# Shimano E8000 vs. EP8 - how are they the same and different



## Francis Cebedo (Aug 1, 1996)

I'm making a video on this subject. Anyone try both? I've had a lot of time on both but wanted to hear from others about their experiences.

It should help others decide whether to spend extra for the EP8. And if the EP8 can now compete or is better than Specialized motors or Bosch or others.

fc


----------



## Bigwheel (Jan 12, 2004)

I'll take a shot. One rattles and the other doesn't?


----------



## RickBullottaPA (Mar 4, 2015)

Bigwheel said:


> I'll take a shot. One rattles and the other doesn't?


Rephrased: One disengages fully and one doesn't.


----------



## Varaxis (Mar 16, 2010)

New updated clutch system. They used a sprag clutch in the e8000. Known to be pretty heavy and not fully disengaging. What'd they switch to? A roller-bearing clutch? Torque can change due to the gear ratios inside. Noise can be reduced by using maybe a plastic gear too. Kind of wary about any claims of being lighter weight, as there's always trade-offs somehow. That skidplate has to add a bunch of weight back.
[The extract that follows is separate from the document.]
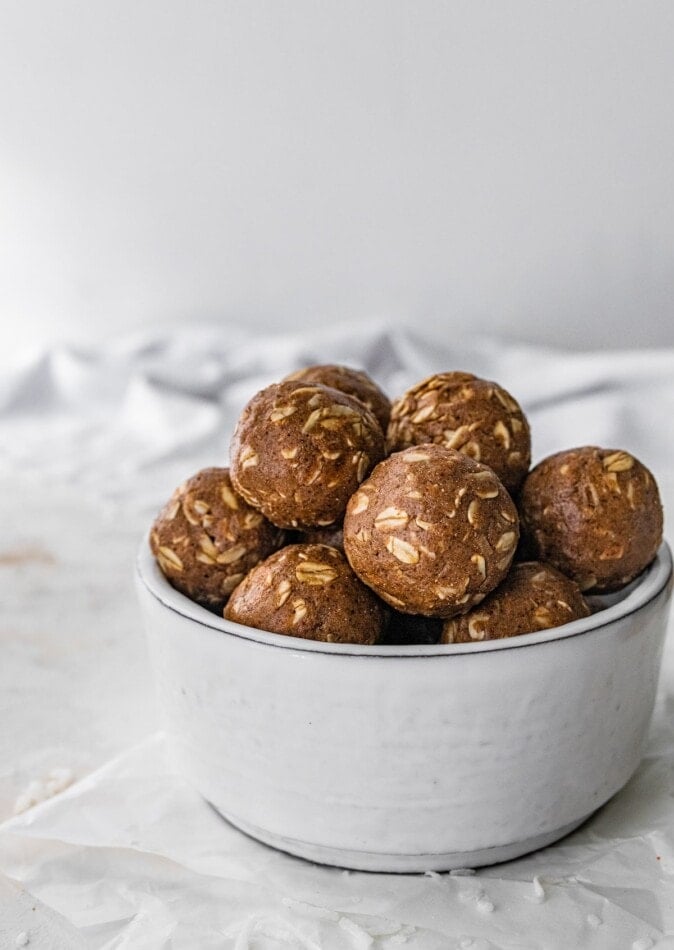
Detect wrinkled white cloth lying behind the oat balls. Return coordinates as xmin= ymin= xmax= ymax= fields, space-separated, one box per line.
xmin=5 ymin=326 xmax=674 ymax=504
The ep8 bike I'm looking at doesn't release until summer '21 or so, Marin Alpine Trail E2 (size M). Got over 8600 miles on an E8000.


----------



## mtbbiker (Apr 8, 2004)

My buddy has been on a Bullit for about a month. I asked him about the rattle and he said what rattle? I told him the EP8 is known to rattle when cruising and not pedaling. He‘s now listening for the rattle, but yet to hear it. Loves the bike!


----------